Stainless steel kitchenware three stage maintenance method, easy to extend the service life!
2024-06-26
Before use
(1) Before formal use of stainless steel kitchenware, it should be boiled in water for half an hour, then soaked for a few hours, and then repeatedly boiled and soaked in new water. Generally repeated more than 3 times, heavy metal migration will be reduced to a safe level.
(2) can be coated with a thin layer of vegetable oil on the surface of the vessel, and then dried on the fire, equivalent to the surface of the vessel wearing a layer of yellowish oil film "clothes". This facilitates cleaning and extends the service life.
When using
(1) Cooking utensils should avoid collision with sharp and hard objects, so as not to cause scratches and dents, affecting the appearance and sealing performance.
(2) Due to the small thermal conductivity of stainless steel, the bottom of the heat dissipation is slow, the temperature is easy to concentrate, so the use of stainless steel cookware fire should not be too large, the bottom of the heated surface pots and pans as wide as possible and uniform, both to save fuel, but also to avoid the bottom of the pot burnt food.
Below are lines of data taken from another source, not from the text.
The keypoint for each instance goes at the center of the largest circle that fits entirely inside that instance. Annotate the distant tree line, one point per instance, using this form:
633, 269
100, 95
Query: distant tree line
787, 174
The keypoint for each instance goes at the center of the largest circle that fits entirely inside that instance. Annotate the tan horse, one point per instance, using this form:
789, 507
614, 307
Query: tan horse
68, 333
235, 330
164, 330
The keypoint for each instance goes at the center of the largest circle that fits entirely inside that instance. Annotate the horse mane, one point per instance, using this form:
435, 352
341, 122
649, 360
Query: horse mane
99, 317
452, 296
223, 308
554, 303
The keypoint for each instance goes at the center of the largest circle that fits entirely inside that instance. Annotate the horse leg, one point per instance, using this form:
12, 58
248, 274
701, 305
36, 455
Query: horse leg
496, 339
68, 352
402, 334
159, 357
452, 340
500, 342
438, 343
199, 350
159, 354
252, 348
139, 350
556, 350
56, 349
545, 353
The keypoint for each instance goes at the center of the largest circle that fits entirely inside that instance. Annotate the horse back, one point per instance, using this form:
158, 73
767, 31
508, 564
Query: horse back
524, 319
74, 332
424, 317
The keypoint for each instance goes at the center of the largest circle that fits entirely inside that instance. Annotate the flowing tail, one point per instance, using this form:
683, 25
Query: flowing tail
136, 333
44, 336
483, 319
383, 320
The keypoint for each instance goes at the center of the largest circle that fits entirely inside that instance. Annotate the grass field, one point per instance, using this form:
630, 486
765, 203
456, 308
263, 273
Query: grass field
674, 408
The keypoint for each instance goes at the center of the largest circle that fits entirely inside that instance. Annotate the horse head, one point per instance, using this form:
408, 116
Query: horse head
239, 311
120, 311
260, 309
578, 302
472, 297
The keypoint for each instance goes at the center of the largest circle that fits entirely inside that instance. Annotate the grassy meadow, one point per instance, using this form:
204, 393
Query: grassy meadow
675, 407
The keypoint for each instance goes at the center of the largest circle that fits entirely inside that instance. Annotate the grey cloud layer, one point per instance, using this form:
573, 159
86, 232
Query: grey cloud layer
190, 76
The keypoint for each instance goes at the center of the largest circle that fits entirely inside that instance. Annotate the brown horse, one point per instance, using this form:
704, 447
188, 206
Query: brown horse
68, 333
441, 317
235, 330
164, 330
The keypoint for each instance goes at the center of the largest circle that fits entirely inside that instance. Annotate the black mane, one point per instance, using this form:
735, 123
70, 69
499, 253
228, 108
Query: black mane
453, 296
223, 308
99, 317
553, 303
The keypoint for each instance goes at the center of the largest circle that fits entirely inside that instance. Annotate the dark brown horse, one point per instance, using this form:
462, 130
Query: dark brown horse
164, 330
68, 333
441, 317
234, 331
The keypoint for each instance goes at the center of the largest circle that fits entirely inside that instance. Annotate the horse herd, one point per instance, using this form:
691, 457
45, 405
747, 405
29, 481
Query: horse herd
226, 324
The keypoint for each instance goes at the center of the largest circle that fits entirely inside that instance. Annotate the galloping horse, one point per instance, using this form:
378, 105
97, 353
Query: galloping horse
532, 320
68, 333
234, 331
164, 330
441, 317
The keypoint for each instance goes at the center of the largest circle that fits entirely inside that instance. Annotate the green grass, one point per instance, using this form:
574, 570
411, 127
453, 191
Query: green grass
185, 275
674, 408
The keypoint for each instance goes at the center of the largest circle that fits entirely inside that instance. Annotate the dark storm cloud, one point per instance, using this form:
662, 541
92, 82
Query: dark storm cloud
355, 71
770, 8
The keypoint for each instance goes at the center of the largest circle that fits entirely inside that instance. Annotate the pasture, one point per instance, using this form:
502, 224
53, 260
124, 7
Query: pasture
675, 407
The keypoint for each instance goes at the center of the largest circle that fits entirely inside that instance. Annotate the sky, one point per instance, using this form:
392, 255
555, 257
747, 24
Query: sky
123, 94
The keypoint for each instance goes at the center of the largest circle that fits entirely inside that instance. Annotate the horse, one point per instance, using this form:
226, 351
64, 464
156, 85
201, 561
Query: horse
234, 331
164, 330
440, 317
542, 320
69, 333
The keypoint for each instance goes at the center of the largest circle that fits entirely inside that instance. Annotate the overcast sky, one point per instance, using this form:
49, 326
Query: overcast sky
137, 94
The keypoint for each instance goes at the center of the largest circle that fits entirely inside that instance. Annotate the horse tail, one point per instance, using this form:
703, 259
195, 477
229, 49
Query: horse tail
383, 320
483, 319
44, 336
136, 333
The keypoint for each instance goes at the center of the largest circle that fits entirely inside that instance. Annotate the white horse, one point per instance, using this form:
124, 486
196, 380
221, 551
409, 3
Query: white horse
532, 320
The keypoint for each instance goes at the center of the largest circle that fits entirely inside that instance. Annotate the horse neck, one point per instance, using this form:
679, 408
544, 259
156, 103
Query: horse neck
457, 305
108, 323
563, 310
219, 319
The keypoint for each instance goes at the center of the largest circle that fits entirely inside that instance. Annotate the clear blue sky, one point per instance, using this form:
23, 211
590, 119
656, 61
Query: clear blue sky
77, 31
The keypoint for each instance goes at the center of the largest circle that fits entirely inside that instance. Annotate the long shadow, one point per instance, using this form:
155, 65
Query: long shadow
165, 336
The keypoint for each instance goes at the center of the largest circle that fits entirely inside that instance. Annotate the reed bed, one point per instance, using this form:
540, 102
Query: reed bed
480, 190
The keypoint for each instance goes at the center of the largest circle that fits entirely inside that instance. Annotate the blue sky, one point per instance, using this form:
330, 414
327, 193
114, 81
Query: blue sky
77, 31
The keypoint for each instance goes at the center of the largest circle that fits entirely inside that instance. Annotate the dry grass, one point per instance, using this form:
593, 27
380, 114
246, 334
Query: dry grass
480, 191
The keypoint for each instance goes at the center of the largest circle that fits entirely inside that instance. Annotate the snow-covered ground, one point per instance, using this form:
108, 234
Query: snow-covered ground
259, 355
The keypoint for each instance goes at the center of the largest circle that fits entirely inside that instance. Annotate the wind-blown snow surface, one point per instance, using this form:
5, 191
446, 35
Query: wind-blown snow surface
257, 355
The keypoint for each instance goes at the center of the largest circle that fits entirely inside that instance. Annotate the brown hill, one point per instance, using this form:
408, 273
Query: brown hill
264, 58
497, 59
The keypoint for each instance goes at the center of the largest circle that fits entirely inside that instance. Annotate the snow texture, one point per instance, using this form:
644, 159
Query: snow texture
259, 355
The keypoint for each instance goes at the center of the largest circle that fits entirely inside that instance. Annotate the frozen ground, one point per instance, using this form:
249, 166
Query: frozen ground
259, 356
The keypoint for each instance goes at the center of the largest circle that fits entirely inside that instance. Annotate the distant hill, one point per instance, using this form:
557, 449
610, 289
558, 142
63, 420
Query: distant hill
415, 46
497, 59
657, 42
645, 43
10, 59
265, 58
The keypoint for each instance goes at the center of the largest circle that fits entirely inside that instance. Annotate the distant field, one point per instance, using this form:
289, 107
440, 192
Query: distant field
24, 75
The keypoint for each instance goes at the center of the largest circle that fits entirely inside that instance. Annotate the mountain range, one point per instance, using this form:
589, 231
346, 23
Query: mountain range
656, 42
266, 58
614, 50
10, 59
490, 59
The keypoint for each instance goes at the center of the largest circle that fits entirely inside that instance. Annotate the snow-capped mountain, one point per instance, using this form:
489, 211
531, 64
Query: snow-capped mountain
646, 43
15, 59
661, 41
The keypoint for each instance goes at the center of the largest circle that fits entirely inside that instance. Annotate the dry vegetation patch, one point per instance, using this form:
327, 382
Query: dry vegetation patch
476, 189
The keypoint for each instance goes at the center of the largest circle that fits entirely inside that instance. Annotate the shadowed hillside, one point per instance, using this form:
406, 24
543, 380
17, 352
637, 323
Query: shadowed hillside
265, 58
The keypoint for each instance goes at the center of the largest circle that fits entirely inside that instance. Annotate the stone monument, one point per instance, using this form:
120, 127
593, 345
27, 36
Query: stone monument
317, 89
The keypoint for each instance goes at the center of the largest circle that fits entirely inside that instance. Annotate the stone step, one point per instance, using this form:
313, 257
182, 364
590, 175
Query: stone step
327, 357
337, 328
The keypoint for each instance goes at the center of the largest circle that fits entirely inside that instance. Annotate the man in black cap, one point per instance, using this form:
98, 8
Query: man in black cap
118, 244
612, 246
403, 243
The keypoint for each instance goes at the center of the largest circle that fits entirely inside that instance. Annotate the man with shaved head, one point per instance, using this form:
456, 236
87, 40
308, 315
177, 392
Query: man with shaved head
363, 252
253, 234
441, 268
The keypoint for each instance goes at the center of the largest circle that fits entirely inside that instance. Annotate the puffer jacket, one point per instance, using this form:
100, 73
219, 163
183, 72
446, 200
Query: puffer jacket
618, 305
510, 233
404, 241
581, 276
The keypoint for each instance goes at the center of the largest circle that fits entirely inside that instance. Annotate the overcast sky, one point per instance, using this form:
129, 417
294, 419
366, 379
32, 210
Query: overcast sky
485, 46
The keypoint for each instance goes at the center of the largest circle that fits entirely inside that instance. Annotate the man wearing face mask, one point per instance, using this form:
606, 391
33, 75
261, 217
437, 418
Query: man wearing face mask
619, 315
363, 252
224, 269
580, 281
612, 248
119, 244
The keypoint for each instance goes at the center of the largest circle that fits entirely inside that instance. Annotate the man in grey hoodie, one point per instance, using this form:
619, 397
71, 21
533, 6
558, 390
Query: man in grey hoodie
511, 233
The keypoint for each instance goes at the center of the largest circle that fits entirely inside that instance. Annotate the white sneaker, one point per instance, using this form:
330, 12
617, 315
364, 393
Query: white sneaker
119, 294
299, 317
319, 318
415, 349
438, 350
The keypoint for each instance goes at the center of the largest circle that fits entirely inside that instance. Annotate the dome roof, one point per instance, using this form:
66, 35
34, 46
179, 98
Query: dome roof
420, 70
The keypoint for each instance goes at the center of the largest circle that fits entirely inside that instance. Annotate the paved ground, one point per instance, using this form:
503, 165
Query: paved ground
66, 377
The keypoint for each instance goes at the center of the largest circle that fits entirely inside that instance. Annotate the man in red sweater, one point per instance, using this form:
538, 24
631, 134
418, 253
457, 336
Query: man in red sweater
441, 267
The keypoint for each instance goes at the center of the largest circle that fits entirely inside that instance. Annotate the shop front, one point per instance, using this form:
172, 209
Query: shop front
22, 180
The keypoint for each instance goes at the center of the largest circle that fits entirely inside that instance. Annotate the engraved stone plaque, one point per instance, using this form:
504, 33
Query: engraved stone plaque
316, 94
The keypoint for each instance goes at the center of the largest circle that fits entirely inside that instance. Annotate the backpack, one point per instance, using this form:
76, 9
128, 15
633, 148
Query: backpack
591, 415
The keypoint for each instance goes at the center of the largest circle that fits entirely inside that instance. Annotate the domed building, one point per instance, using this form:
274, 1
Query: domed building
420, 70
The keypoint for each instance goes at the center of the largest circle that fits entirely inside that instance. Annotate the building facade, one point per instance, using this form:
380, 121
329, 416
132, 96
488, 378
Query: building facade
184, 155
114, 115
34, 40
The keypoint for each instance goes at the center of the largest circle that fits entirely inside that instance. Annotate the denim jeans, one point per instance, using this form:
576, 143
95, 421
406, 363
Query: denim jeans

(3) salt, soy sauce, vinegar, vegetable soup, etc. Do not store in stainless steel for a long time, because these foods contain a large number of electrolytes. If stored for a long time, stainless steel will also be like other metals with these electrolytes electrochemical reaction, toxic metal elements will be dissolved.
(4) Do not use stainless steel pot to cook traditional Chinese medicine, because traditional Chinese medicine contains a variety of alkaloids, organic acids and other ingredients, especially under heating conditions, it is easy to undergo chemical reactions, so that the efficacy of the medicine is ineffective, and even produce some more toxic substances.
After use
(1) Wash with warm water immediately after use to prevent substances such as oil stains, soy sauce, vinegar, tomato juice and other substances from interacting with the surface of the tableware, resulting in a lusterless stainless steel surface, or even depression.
When washing, pay attention not to scratch the surface, avoid the use of bleaching ingredients and detergents containing abrasives, steel balls, abrasives, etc., available soap and weak water washing. If the food sticks to the bottom of the pot and burns, it can be soaked in water and then gently scraped off with bamboo and wood slices.
After utensils are cleaned, the surface should be dried of water marks. Remember to always keep utensils dry.
(2) After a period of time after the use of kitchenware, the stainless steel surface will form a layer of fog, making the surface of the kitchenware black. At this time, you can use a soft cloth dipped in stain remover powder or dishwashing liquid to wipe and restore the shine. If the outer surface is blackened by smoke, you can also use this method.
(3) If the stainless steel kitchen utensils have become black, and want to make them bright as before, just use "plating rust remover" for maintenance, you can remove the rust and brighten.
If there are rust spots, soak them in water overnight, then use a small piece of 1000 mesh water sandpaper, press it with your fingers, and carefully polish the burnt parts.